Strategy Holdings purchased 535 bitcoin for $43 million on May 11, 2026, days after CEO Michael Saylor stated the company may sell bitcoin for the first time in its history. The purchase, disclosed via Form 8-K filing, came at an $80,340 average price per coin and represents a deliberate response to market scrutiny over Saylor’s earnings call comments about potential sales. Strategy now holds 818,869 bitcoin with a $61.86 billion acquisition cost basis, making it the largest corporate holder by far.

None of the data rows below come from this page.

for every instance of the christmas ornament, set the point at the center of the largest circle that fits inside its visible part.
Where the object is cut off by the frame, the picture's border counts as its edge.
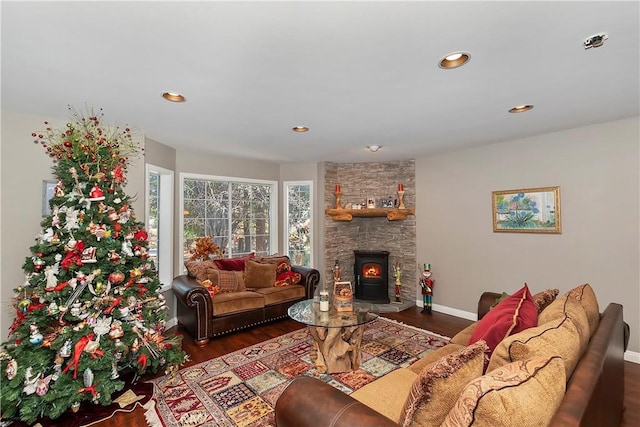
(116, 277)
(116, 330)
(42, 386)
(96, 194)
(30, 381)
(89, 255)
(38, 262)
(24, 304)
(35, 337)
(12, 369)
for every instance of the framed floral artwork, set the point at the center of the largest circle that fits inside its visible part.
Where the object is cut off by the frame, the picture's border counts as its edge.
(527, 210)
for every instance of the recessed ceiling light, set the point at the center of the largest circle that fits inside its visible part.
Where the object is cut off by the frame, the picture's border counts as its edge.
(521, 108)
(173, 97)
(454, 60)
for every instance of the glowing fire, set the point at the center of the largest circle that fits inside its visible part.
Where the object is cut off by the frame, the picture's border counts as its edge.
(371, 271)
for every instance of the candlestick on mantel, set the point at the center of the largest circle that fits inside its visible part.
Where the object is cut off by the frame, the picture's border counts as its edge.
(400, 201)
(338, 197)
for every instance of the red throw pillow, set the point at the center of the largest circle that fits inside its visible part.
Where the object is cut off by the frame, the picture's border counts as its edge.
(512, 315)
(235, 264)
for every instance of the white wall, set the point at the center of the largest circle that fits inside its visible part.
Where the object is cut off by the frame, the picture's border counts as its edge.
(597, 169)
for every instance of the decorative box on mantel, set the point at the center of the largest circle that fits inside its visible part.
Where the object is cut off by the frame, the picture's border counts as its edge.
(392, 214)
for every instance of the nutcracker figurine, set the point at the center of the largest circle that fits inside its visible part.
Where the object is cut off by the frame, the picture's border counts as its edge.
(426, 283)
(397, 274)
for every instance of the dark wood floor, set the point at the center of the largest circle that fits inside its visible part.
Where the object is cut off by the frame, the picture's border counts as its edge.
(436, 322)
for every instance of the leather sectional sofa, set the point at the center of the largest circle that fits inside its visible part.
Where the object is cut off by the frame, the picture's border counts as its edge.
(592, 395)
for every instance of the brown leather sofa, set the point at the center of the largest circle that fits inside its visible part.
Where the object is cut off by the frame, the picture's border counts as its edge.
(594, 394)
(197, 314)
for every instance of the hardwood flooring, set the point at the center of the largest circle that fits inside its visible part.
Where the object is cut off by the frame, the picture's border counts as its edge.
(435, 322)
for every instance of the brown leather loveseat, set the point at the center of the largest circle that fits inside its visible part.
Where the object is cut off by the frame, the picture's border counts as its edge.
(205, 316)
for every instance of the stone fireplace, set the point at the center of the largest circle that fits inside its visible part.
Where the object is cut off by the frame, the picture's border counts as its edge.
(360, 181)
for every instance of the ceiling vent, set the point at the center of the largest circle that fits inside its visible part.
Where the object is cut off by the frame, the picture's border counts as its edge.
(596, 40)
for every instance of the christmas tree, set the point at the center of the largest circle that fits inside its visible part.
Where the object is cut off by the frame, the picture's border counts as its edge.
(90, 308)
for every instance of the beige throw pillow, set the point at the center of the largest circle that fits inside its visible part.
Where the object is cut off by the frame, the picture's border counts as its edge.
(524, 393)
(587, 298)
(438, 386)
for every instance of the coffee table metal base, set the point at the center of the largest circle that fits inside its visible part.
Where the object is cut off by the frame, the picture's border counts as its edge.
(336, 349)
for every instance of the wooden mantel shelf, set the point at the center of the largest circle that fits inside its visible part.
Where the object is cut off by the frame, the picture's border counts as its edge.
(349, 214)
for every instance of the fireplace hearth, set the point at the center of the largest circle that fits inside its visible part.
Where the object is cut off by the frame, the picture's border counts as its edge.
(371, 272)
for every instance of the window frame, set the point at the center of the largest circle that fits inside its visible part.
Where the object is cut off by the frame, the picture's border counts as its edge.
(165, 225)
(273, 207)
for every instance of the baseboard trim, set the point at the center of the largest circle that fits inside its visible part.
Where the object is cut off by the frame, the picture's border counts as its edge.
(450, 311)
(629, 356)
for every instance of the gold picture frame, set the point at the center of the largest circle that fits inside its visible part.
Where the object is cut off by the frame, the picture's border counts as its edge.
(527, 210)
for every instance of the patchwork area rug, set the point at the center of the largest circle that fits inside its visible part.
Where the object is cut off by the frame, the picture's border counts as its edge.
(241, 388)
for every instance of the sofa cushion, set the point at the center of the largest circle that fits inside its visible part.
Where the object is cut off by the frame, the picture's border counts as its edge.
(378, 396)
(236, 264)
(544, 298)
(277, 294)
(558, 337)
(434, 356)
(284, 275)
(198, 269)
(513, 314)
(569, 307)
(258, 275)
(464, 335)
(226, 280)
(236, 302)
(275, 259)
(438, 386)
(587, 298)
(525, 393)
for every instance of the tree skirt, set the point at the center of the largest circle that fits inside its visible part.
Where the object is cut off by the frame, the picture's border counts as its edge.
(241, 388)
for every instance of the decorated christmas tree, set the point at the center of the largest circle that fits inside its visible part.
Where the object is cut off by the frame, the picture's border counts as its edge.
(89, 309)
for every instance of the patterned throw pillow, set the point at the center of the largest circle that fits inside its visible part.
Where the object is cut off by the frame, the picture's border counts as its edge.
(514, 314)
(198, 269)
(544, 298)
(259, 275)
(558, 337)
(525, 393)
(439, 384)
(227, 281)
(284, 275)
(236, 264)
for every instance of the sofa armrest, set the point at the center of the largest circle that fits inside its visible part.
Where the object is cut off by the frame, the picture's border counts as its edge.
(487, 299)
(327, 407)
(194, 307)
(310, 278)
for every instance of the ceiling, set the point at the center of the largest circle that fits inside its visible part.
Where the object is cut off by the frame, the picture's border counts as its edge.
(356, 73)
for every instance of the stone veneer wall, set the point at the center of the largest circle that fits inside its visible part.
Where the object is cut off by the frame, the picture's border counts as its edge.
(379, 180)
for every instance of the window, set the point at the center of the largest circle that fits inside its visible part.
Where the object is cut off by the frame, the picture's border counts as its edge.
(239, 214)
(298, 217)
(159, 221)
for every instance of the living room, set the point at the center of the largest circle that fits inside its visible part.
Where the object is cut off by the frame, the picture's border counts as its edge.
(596, 167)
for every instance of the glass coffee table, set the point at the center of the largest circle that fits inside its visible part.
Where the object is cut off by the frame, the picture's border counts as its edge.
(336, 334)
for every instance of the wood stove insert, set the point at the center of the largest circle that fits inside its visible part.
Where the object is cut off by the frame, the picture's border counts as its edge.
(371, 272)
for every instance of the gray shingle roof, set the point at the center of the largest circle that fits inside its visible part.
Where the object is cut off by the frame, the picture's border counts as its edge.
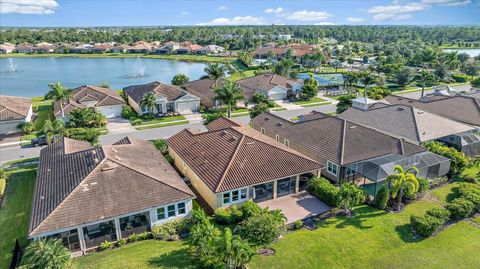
(77, 183)
(334, 139)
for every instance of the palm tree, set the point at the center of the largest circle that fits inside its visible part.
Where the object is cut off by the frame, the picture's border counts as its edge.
(46, 253)
(148, 102)
(215, 71)
(58, 93)
(403, 182)
(229, 95)
(423, 78)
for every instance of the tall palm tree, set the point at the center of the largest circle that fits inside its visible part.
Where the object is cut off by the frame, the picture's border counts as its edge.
(58, 93)
(423, 78)
(215, 71)
(148, 102)
(403, 182)
(229, 95)
(46, 253)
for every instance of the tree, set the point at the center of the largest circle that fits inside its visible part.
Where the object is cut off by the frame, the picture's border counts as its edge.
(46, 253)
(404, 182)
(404, 76)
(258, 109)
(148, 102)
(58, 93)
(424, 78)
(215, 71)
(229, 95)
(350, 195)
(180, 79)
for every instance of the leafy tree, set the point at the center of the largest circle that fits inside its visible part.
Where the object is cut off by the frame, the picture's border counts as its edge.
(404, 182)
(180, 79)
(350, 195)
(148, 102)
(58, 93)
(258, 109)
(344, 102)
(46, 253)
(229, 95)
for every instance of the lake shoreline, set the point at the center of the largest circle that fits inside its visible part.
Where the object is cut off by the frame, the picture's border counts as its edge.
(184, 57)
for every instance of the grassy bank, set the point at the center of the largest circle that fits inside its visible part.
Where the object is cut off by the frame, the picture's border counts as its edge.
(182, 57)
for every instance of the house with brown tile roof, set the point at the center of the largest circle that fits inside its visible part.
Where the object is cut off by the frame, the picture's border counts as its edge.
(230, 164)
(350, 151)
(273, 86)
(168, 98)
(13, 111)
(105, 101)
(416, 126)
(461, 108)
(204, 89)
(85, 195)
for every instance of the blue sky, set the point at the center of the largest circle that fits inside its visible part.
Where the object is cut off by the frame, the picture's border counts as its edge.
(51, 13)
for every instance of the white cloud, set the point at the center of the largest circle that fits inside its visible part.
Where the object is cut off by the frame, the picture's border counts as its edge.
(274, 10)
(38, 7)
(355, 20)
(307, 15)
(239, 20)
(396, 11)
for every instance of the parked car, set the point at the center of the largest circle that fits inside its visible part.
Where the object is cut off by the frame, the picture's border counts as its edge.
(39, 141)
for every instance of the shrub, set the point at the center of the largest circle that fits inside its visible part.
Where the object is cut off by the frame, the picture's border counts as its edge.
(324, 190)
(105, 245)
(460, 78)
(228, 215)
(426, 225)
(460, 208)
(381, 199)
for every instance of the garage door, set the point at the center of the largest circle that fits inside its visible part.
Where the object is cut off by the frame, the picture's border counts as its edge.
(111, 111)
(186, 107)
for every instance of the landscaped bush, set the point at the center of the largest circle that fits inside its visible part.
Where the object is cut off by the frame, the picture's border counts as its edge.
(460, 78)
(105, 245)
(227, 216)
(324, 190)
(460, 208)
(381, 199)
(426, 225)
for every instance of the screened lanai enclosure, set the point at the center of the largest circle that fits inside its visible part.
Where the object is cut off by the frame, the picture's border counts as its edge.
(375, 171)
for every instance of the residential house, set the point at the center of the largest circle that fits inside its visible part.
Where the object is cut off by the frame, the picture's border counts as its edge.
(168, 98)
(349, 151)
(204, 89)
(86, 195)
(273, 86)
(415, 125)
(13, 111)
(230, 164)
(105, 101)
(464, 109)
(7, 48)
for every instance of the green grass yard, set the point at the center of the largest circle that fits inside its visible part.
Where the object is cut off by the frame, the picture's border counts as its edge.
(15, 211)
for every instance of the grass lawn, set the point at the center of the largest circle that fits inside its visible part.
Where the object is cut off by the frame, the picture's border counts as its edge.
(375, 239)
(15, 211)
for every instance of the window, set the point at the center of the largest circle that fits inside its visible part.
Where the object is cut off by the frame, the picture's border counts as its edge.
(181, 208)
(161, 213)
(171, 211)
(332, 168)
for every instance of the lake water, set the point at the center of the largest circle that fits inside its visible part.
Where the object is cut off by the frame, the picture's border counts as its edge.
(31, 76)
(471, 52)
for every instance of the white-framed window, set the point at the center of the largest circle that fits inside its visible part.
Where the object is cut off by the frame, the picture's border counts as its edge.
(332, 168)
(234, 196)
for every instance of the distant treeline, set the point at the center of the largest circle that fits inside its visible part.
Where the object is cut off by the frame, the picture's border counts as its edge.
(245, 37)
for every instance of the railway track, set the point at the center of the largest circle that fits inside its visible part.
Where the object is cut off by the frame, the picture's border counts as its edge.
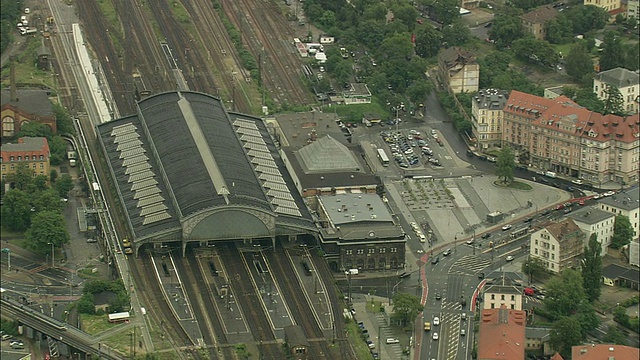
(266, 42)
(248, 298)
(108, 56)
(221, 51)
(300, 309)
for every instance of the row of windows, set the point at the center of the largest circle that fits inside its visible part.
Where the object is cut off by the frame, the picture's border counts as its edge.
(371, 251)
(26, 158)
(13, 166)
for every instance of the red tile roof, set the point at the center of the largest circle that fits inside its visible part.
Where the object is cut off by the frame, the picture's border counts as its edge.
(563, 115)
(501, 334)
(604, 351)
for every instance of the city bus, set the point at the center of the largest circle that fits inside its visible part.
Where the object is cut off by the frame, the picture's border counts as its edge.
(384, 159)
(518, 233)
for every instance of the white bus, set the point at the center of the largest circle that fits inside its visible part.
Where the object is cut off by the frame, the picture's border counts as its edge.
(384, 159)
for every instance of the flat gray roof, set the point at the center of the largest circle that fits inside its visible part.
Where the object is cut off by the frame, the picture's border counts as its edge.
(354, 208)
(590, 215)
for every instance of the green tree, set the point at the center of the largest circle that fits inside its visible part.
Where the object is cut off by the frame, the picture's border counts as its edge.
(534, 268)
(564, 294)
(64, 185)
(613, 101)
(16, 214)
(631, 57)
(405, 307)
(456, 34)
(587, 18)
(506, 29)
(587, 98)
(559, 30)
(614, 336)
(418, 91)
(622, 232)
(612, 55)
(592, 269)
(47, 227)
(565, 334)
(396, 46)
(428, 41)
(506, 165)
(620, 316)
(578, 62)
(64, 123)
(406, 14)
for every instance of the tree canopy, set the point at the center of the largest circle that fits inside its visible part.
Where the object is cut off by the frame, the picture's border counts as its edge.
(405, 307)
(592, 268)
(622, 232)
(47, 227)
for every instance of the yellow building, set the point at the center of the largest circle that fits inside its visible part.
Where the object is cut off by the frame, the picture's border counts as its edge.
(608, 5)
(563, 137)
(30, 152)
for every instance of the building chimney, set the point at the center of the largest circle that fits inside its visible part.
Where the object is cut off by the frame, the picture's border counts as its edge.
(12, 79)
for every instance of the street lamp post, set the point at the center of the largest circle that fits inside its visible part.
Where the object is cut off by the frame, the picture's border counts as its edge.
(8, 251)
(455, 240)
(473, 243)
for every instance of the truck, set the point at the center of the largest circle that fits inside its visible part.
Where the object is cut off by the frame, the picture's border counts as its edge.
(27, 31)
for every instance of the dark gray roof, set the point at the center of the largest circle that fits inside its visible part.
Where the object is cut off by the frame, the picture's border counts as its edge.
(199, 158)
(625, 200)
(590, 215)
(326, 154)
(491, 99)
(613, 271)
(32, 101)
(537, 333)
(619, 77)
(352, 208)
(26, 144)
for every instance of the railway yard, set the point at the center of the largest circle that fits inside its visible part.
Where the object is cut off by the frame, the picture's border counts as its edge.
(147, 47)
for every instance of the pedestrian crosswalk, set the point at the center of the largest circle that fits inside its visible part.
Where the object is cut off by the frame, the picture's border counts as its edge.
(469, 265)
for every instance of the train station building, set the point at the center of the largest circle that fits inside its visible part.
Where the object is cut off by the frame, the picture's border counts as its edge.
(186, 170)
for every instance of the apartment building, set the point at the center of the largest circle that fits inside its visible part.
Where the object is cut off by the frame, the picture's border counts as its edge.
(534, 21)
(626, 81)
(499, 295)
(486, 117)
(624, 203)
(608, 5)
(501, 334)
(459, 69)
(32, 152)
(595, 221)
(559, 245)
(561, 136)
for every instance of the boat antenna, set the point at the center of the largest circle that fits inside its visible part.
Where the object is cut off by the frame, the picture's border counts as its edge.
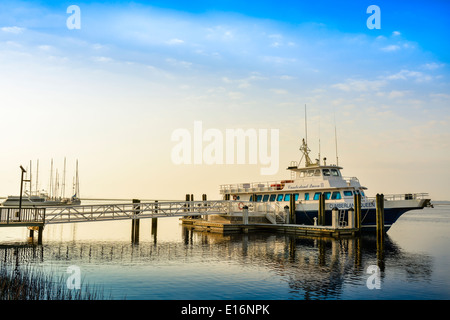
(306, 128)
(335, 139)
(37, 178)
(64, 180)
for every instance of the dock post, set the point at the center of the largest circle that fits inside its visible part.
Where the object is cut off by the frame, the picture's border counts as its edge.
(292, 218)
(40, 231)
(245, 218)
(357, 207)
(380, 216)
(155, 221)
(245, 215)
(380, 230)
(335, 218)
(321, 218)
(135, 223)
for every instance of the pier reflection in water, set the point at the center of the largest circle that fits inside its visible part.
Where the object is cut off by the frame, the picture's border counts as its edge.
(174, 262)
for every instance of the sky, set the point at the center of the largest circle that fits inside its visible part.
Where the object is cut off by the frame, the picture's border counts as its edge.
(112, 92)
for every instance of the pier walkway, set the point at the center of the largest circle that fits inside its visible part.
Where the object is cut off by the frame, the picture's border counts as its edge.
(39, 216)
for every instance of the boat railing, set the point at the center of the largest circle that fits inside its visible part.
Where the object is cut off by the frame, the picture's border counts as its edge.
(254, 186)
(349, 180)
(405, 196)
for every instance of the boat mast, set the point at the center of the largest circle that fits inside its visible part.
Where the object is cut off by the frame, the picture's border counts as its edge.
(64, 180)
(37, 178)
(335, 139)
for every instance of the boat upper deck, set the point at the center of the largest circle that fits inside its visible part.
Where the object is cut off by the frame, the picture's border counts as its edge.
(316, 177)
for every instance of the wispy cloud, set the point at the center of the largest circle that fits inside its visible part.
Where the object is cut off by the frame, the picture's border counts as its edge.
(14, 29)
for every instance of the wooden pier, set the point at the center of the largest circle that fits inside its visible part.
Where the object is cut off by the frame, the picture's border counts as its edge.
(221, 216)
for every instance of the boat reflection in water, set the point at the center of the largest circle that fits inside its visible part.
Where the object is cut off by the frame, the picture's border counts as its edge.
(236, 266)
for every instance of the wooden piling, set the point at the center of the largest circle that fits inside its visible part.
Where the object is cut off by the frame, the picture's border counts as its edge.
(135, 223)
(380, 215)
(321, 215)
(380, 230)
(357, 208)
(40, 231)
(292, 218)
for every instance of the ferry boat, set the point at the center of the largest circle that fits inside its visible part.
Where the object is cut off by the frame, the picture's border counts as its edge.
(39, 201)
(308, 182)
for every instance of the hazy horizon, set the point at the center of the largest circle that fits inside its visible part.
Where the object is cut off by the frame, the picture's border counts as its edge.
(112, 93)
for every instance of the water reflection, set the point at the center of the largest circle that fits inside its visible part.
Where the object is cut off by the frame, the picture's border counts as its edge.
(312, 267)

Saylor Clarifies Sales Strategy After Market Pushback
On May 5, Saylor told investors that Strategy may sell bitcoin for the first time, citing tax-loss harvesting opportunities and balance-sheet optimization. The statement triggered immediate concern that the company was abandoning its accumulation-first mandate. Saylor clarified over a podcast interview days later that any sales would be offset by larger purchases—a 10-to-20 bitcoin buy for every 1 sold. This framework echoes Strategy’s December 2022 playbook: the company sold 704 bitcoin at $16,776 average price, then repurchased 810 bitcoin two days later. The messaging recalibrated market expectations without abandoning the core thesis: Strategy remains a net accumulator.
Market Reaction and Valuation Pressure
MSTR shares closed up 4.31% on May 12, 2026, to $187.59, extending a 41.7% monthly rally. The stock remains down 18.9% over six months, reflecting broader bitcoin price volatility. Strategy’s Q1 2026 position carries a $12.54 billion unrealized loss due to FASB fair-value accounting rules adopted January 2025, which require quarterly mark-to-market through the income statement. Of Strategy’s 818,869 bitcoin holdings, 434,000 coins were purchased above $80,000, creating $7.6 billion in unrealized losses and a corresponding $2.2 billion deferred tax asset at the company’s 29% effective tax rate. Bitcoin traded near $81,000 at the time of the May 11 filing.
Debt Constraints Force Tax Optimization
Strategy carries $8.2 billion in convertible debt and $1.5 billion in annual preferred dividend obligations. These fixed costs incentivize tax-loss harvesting to offset capital gains and improve cash flow flexibility. CEO Phong Le stated the company would prioritize “bitcoin-per-share” economics over ideology, meaning sales could occur if equity raises prove less dilutive than debt servicing. JPMorgan analysts estimate Strategy could purchase $30 billion in bitcoin during 2026 if capital markets remain accessible. The software division, which generated Q1 revenue growth of 12%, provides an alternative funding source and justifies the hybrid treasury-software model Le emphasized on social media.
Next Test: Tax-Loss Harvesting Timing
Strategy funded the May 11 purchase via $42.9 million from its MSTR ATM offering and $0.1 million from STRC ATM. Bitcoin’s 9.4% year-to-date yield in 2026 contrasts sharply with the 23% price decline in Q1 (from $87,500 to $67,700), leaving significant room for tax-loss harvesting before year-end. The critical variable is whether bitcoin rebounds above current levels, which would trigger the tax-optimization window Saylor described. No official timeline for potential sales has been announced.